Die Kohlenstoffspeicherung funktioniert kurz erklärt so: Im Zuge ihrer Fotosynthese nehmen küstennahe Ökosysteme CO2 aus der Atmosphäre sowie aus dem Meerwasser auf, binden den darin enthaltenen Kohlenstoff und setzen Sauerstoff wiederum frei. Dadurch, dass die auf sandigem oder schlammigem Untergrund wachsenden Pflanzengemeinschaften in Mangrovenwäldern, Seegraswiesen und Salzmarschen allesamt Wurzeln bilden, stellt ihr Wurzelwerk einen lebendigen Kohlenstoffspeicher dar. Auch abgestorbene Pflanzenteile sind kleine Kohlenstofflagerstätten, die zu Boden sinken und im Küstensediment eingeschlossen werden. Da das Küstensediment sauerstoffarm und salzhaltig ist, ist es Mikroben nicht möglich, das organische Material zeitnah zu zersetzen.

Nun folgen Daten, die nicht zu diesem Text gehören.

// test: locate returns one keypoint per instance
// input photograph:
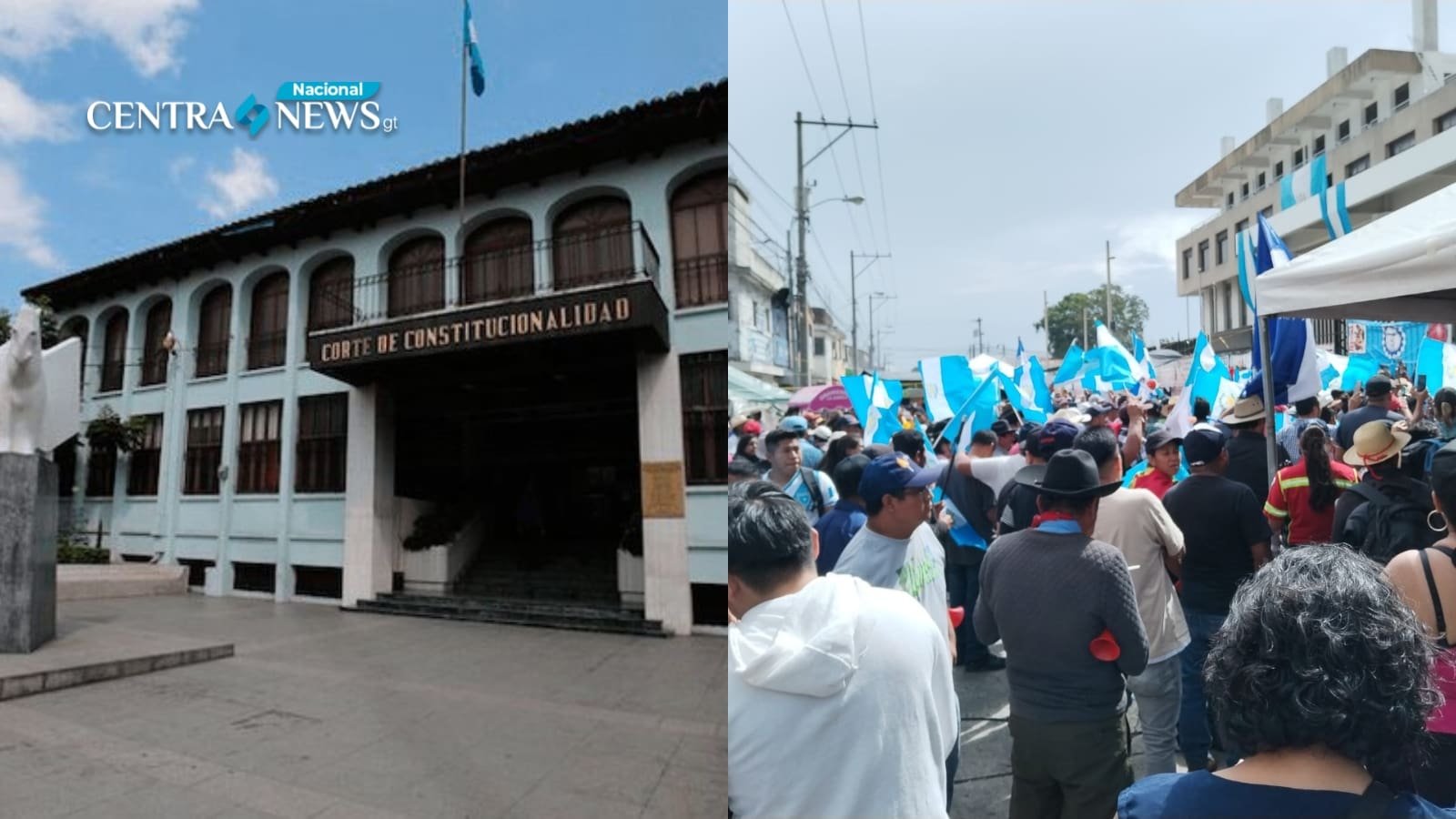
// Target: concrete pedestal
(28, 521)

Auf diese Weise lagern Mangrovenwälder, Seegraswiesen und Salzmarschen einen Großteil des gebundenen Kohlenstoffs im Meeresboden ein. Dabei sind die Küstenpflanzengemeinschaften um ein Vielfaches effizientere Kohlenstoffsenken als die Wälder an Land. So können sie je nach Standort schätzungsweise 5-30-mal mehr Kohlenstoff pro Fläche speichern als die tropischen Regenwälder. Als besonders effizient gelten die Seegraswiesen, die schätzungsweise 30-50-mal schneller Kohlenstoff speichern als der Wald.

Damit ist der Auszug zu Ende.